A copy of the legislation can be found HERE.
 
The TEST Act will:

  • Require all interventional biomedical studies on humans to be registered with the database before the first participant is enrolled in the trial
  • Strengthen reporting requirements so that results from all covered trials are posted on the database within one year of the completion of the trial.
  • Provide for delayed submission of results (up to two years after trial completion) for trials on medical interventions that have never before been approved for any use
  • Instruct the Secretary of HHS to undergo a rulemaking to require foreign trials that are used to support an application for marketing in the U.S. to comply with the registration and reporting requirements of the database
  • Instruct NIH and the FDA to provide a report to Congress regarding the implementation and compliance with the database requirements.

 
“Women and their doctors can’t make good decisions about their health care without good information,” said Cynthia Pearson, Executive Director, National Women's Health Network. “The TEST Act will help women get the information they need by closing loopholes that allow companies to avoid registering the existence and results of clinical trials.

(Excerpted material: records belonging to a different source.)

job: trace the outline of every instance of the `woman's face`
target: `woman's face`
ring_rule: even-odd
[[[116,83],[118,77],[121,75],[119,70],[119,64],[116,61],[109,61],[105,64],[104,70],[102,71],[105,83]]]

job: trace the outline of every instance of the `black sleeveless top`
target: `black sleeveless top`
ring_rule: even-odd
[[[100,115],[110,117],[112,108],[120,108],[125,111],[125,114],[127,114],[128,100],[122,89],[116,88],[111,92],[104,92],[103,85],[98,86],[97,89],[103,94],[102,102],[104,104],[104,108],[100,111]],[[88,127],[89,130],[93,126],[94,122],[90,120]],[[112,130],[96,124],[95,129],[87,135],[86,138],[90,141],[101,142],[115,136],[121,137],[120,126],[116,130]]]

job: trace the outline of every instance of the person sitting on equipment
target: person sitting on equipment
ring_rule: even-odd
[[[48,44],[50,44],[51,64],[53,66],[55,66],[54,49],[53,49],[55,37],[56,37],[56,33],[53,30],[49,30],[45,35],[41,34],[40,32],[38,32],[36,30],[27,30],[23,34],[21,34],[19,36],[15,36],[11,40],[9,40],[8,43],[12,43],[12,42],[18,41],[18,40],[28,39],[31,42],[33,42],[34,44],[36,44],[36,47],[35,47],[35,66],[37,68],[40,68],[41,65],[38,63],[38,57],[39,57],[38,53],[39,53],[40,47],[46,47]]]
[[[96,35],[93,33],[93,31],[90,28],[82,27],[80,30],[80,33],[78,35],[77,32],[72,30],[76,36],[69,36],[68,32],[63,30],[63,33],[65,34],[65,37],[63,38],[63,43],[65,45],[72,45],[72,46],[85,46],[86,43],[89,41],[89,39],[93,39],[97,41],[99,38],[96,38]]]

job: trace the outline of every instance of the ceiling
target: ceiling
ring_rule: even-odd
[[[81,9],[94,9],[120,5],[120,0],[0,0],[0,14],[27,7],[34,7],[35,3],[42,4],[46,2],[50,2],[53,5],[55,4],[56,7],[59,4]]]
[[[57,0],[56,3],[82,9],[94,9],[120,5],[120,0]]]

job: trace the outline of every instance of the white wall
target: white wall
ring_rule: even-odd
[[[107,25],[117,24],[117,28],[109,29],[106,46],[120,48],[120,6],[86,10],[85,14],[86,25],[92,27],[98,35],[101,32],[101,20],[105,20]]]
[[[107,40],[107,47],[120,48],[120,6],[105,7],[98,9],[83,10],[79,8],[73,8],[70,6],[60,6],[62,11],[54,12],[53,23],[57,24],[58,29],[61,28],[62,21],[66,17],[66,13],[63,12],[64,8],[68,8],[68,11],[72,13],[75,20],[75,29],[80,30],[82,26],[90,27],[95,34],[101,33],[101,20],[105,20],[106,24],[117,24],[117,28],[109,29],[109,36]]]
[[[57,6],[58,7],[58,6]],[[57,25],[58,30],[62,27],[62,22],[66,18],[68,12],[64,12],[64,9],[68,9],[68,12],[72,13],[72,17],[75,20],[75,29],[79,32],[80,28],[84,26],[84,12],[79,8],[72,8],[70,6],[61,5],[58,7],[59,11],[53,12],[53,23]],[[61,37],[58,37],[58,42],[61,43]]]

This bill will improve access to evidence-based information so that patients and consumers can make informed medical decisions.”
 
The legislation is supported by the Patient, Consumer and Public Health Coalition and Consumers United for Evidence-Based Healthcare, whose members include: American Medical Women’s Association, Annie Appleseed Project, Black Women’s Health Imperative, Breast Cancer Action, Center for Medical Consumers, Childbirth Connection, Consumer Federation of America, Consumers Union, CT Center for Patient Safety, Jacobs Institute, LymeDisease.org, National Coalition for LGBT Health, National Consumers League, National Research Center for Women & Families Cancer Prevention and Treatment Fund, National Women's Health Network, Our Bodies Ourselves, Public Citizen, Reproductive Health Technologies Project, The TMJ Association, Union of Concerned Scientists, U.S. PIRG, and Woody Matters.

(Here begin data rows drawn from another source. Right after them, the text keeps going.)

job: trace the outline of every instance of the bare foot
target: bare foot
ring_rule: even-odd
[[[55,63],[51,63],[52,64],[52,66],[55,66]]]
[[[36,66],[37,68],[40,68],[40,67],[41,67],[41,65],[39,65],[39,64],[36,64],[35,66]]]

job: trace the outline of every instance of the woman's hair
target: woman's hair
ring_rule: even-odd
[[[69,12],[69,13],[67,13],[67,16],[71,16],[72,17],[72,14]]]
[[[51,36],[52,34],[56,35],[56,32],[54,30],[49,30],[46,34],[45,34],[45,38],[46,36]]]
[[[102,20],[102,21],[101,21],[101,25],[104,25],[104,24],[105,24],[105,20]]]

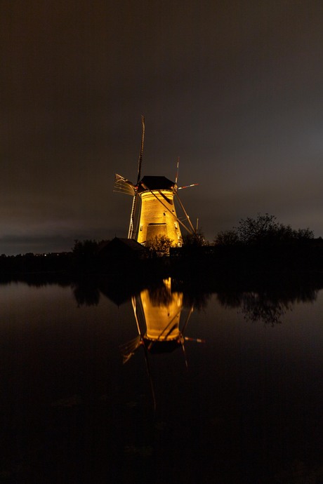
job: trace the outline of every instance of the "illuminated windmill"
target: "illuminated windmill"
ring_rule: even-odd
[[[178,187],[178,162],[175,182],[164,176],[144,176],[141,178],[143,144],[145,139],[145,118],[141,116],[142,135],[139,154],[137,182],[133,184],[126,178],[116,174],[114,191],[119,191],[133,196],[130,215],[128,238],[136,238],[145,244],[155,236],[165,236],[173,241],[173,246],[181,246],[183,227],[189,234],[196,236],[196,231],[178,196],[178,190],[194,187],[197,183],[186,187]],[[183,213],[180,219],[176,214],[174,199],[177,200]],[[140,203],[140,214],[136,217],[137,206]],[[135,229],[135,220],[137,227]]]

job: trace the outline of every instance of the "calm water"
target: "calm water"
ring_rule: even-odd
[[[323,483],[323,291],[169,284],[0,285],[0,482]]]

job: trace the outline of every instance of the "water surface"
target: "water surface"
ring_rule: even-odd
[[[323,291],[145,291],[0,285],[2,481],[323,482]]]

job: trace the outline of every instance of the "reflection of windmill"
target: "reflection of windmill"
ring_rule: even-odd
[[[178,163],[175,182],[164,176],[144,176],[141,178],[143,144],[145,139],[145,118],[141,116],[142,135],[141,146],[138,163],[137,182],[136,184],[126,178],[116,174],[114,191],[119,191],[133,196],[130,215],[128,238],[136,237],[140,243],[154,238],[156,236],[166,236],[173,241],[173,246],[180,246],[182,235],[180,227],[189,234],[196,234],[190,217],[178,196],[178,190],[193,187],[197,183],[187,187],[178,187]],[[178,218],[174,205],[174,197],[184,214]],[[140,202],[140,215],[138,217],[138,229],[135,229],[136,212],[138,202]]]
[[[172,293],[171,279],[163,281],[163,285],[154,292],[143,290],[139,297],[132,297],[132,305],[137,325],[138,336],[120,347],[124,363],[126,363],[138,349],[145,351],[147,370],[156,406],[154,390],[149,366],[148,354],[169,353],[177,348],[182,348],[185,365],[185,342],[204,342],[199,339],[190,338],[184,335],[187,323],[193,312],[192,306],[185,321],[180,329],[180,313],[183,309],[183,293]]]

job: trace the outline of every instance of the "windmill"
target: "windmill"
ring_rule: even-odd
[[[185,187],[178,187],[179,161],[175,182],[164,176],[144,176],[141,178],[143,145],[145,140],[145,118],[141,116],[142,134],[139,154],[137,182],[133,184],[121,175],[116,174],[114,191],[124,193],[133,197],[130,214],[128,238],[136,238],[145,244],[155,236],[165,236],[173,241],[173,246],[181,246],[181,228],[192,235],[197,236],[194,228],[179,198],[178,190],[194,187],[194,183]],[[176,199],[183,215],[178,217],[174,203]],[[140,202],[140,213],[136,217],[136,209]],[[135,229],[137,220],[137,229]]]

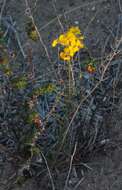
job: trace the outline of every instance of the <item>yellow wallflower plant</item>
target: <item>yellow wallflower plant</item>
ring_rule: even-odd
[[[59,38],[52,42],[52,47],[58,44],[64,46],[59,56],[64,61],[71,61],[75,53],[84,48],[83,40],[84,36],[81,34],[79,27],[71,27],[67,32],[61,34]]]

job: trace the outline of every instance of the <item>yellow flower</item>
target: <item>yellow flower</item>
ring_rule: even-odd
[[[64,50],[60,52],[59,56],[64,61],[70,61],[75,53],[81,48],[84,48],[84,36],[81,34],[78,27],[71,27],[66,33],[61,34],[59,38],[52,42],[52,47],[57,44],[64,46]]]

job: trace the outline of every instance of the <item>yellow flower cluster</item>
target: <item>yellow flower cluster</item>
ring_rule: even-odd
[[[61,34],[59,38],[52,42],[52,47],[57,44],[65,46],[59,56],[64,61],[70,61],[76,52],[84,48],[83,39],[84,36],[81,34],[79,27],[71,27],[66,33]]]

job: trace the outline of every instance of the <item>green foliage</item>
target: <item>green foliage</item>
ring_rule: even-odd
[[[26,76],[16,77],[11,82],[12,82],[12,86],[15,89],[25,89],[28,85],[28,81],[27,81]]]

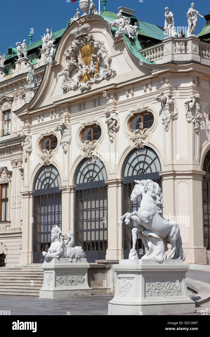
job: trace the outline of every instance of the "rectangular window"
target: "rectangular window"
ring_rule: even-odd
[[[0,185],[0,221],[6,221],[8,216],[9,184]]]
[[[2,112],[2,136],[10,134],[11,132],[11,111]]]

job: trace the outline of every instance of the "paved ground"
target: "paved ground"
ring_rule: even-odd
[[[186,277],[210,284],[210,272],[190,269],[186,273]]]
[[[2,310],[10,310],[12,315],[107,315],[108,302],[113,295],[93,295],[91,296],[67,299],[47,299],[26,296],[0,296]],[[190,315],[210,315],[210,302],[196,308],[196,312]]]

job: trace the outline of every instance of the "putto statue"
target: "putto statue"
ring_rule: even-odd
[[[66,243],[64,240],[69,239]],[[62,235],[61,229],[55,225],[51,231],[51,244],[48,252],[42,252],[42,255],[46,260],[56,257],[69,257],[69,261],[85,257],[86,255],[82,248],[80,246],[73,247],[74,244],[74,233],[71,231],[68,232],[68,235]]]
[[[30,88],[35,88],[37,86],[36,76],[34,71],[34,67],[30,61],[27,63],[27,68],[28,73],[26,78],[26,81]]]
[[[171,251],[166,256],[170,259],[182,259],[185,255],[182,248],[182,241],[179,225],[173,220],[167,220],[162,216],[162,195],[160,188],[157,183],[148,179],[135,180],[136,185],[130,195],[133,203],[140,205],[138,211],[126,213],[118,221],[119,226],[123,219],[128,225],[132,220],[137,224],[132,230],[133,246],[129,259],[138,259],[136,244],[138,237],[144,244],[146,254],[142,259],[154,259],[162,261],[165,252],[168,250],[167,245],[171,245]],[[142,197],[141,203],[139,197]]]
[[[192,2],[190,5],[190,8],[189,9],[187,13],[187,19],[188,23],[187,36],[194,35],[195,30],[197,27],[198,16],[201,17],[201,18],[204,17],[199,14],[199,12],[194,9],[194,2]]]
[[[1,68],[3,69],[5,69],[4,62],[5,62],[5,59],[6,54],[4,54],[3,56],[2,56],[1,54],[0,53],[0,68]]]
[[[24,57],[27,58],[27,50],[26,50],[26,40],[24,40],[23,42],[21,43],[21,48],[22,48],[22,53],[23,54]]]
[[[116,37],[119,36],[120,34],[123,33],[128,35],[129,37],[134,39],[134,36],[138,35],[138,25],[137,23],[135,23],[134,26],[130,24],[130,19],[122,16],[122,13],[118,13],[117,19],[113,21],[108,21],[110,28],[115,27],[118,29],[115,35]]]
[[[65,117],[59,122],[55,128],[55,131],[60,131],[62,139],[61,143],[63,150],[65,154],[67,152],[68,144],[71,143],[72,137],[71,126],[68,122],[65,121]]]
[[[189,97],[190,98],[184,103],[186,120],[188,123],[194,124],[194,130],[198,133],[202,117],[200,102],[201,97],[199,94],[191,95]]]
[[[53,151],[53,150],[48,150],[47,149],[44,149],[42,150],[41,159],[45,166],[49,166],[50,165],[50,158],[52,156],[51,153]]]
[[[23,155],[25,161],[27,161],[27,153],[30,153],[32,151],[32,141],[31,136],[28,133],[25,133],[22,131],[19,134],[23,140],[21,143],[21,146],[23,148]]]
[[[120,127],[120,118],[119,114],[115,111],[112,111],[106,109],[104,112],[107,119],[105,123],[107,124],[107,133],[110,142],[113,143],[114,132]]]
[[[164,32],[169,35],[169,37],[170,36],[174,36],[175,31],[174,14],[172,12],[169,11],[168,7],[166,7],[165,11],[166,20],[164,25]]]
[[[91,142],[91,141],[86,141],[83,147],[83,151],[85,154],[86,158],[92,158],[93,156],[93,151],[96,146],[94,144],[96,141],[94,140]]]
[[[164,95],[163,91],[161,91],[154,99],[161,103],[162,110],[161,119],[163,124],[164,124],[165,131],[167,132],[169,130],[169,123],[171,119],[177,119],[178,118],[178,108],[176,102],[174,98]]]
[[[77,13],[74,16],[73,18],[71,18],[68,21],[68,23],[67,24],[67,27],[68,26],[73,22],[75,22],[76,21],[78,20],[81,18],[81,15],[80,14],[80,12],[79,11],[79,8],[78,8],[77,10]]]
[[[46,30],[47,34],[44,34],[44,36],[41,36],[42,40],[42,44],[41,49],[41,53],[44,54],[47,57],[44,61],[46,64],[52,65],[53,62],[53,59],[56,51],[54,47],[54,44],[55,41],[55,36],[53,34],[52,30],[50,35],[50,31],[48,28]]]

In November 1986, Congressman Markey released a report entitled “American Nuclear Guinea Pigs: Three Decades of Radiation Experiments on U.S. Citizens”. The report documented thirty-one human radiation experiments on nearly 700 individuals. As a result of the report, President Clinton in 1994 created the Advisory Committee on Human Radiation Experiments and tasked it with reviewing human radiation experiments conducted between 1944 and 1974. The final report, released in 1996, included recommendations on protection for human subjects in future clinical trials.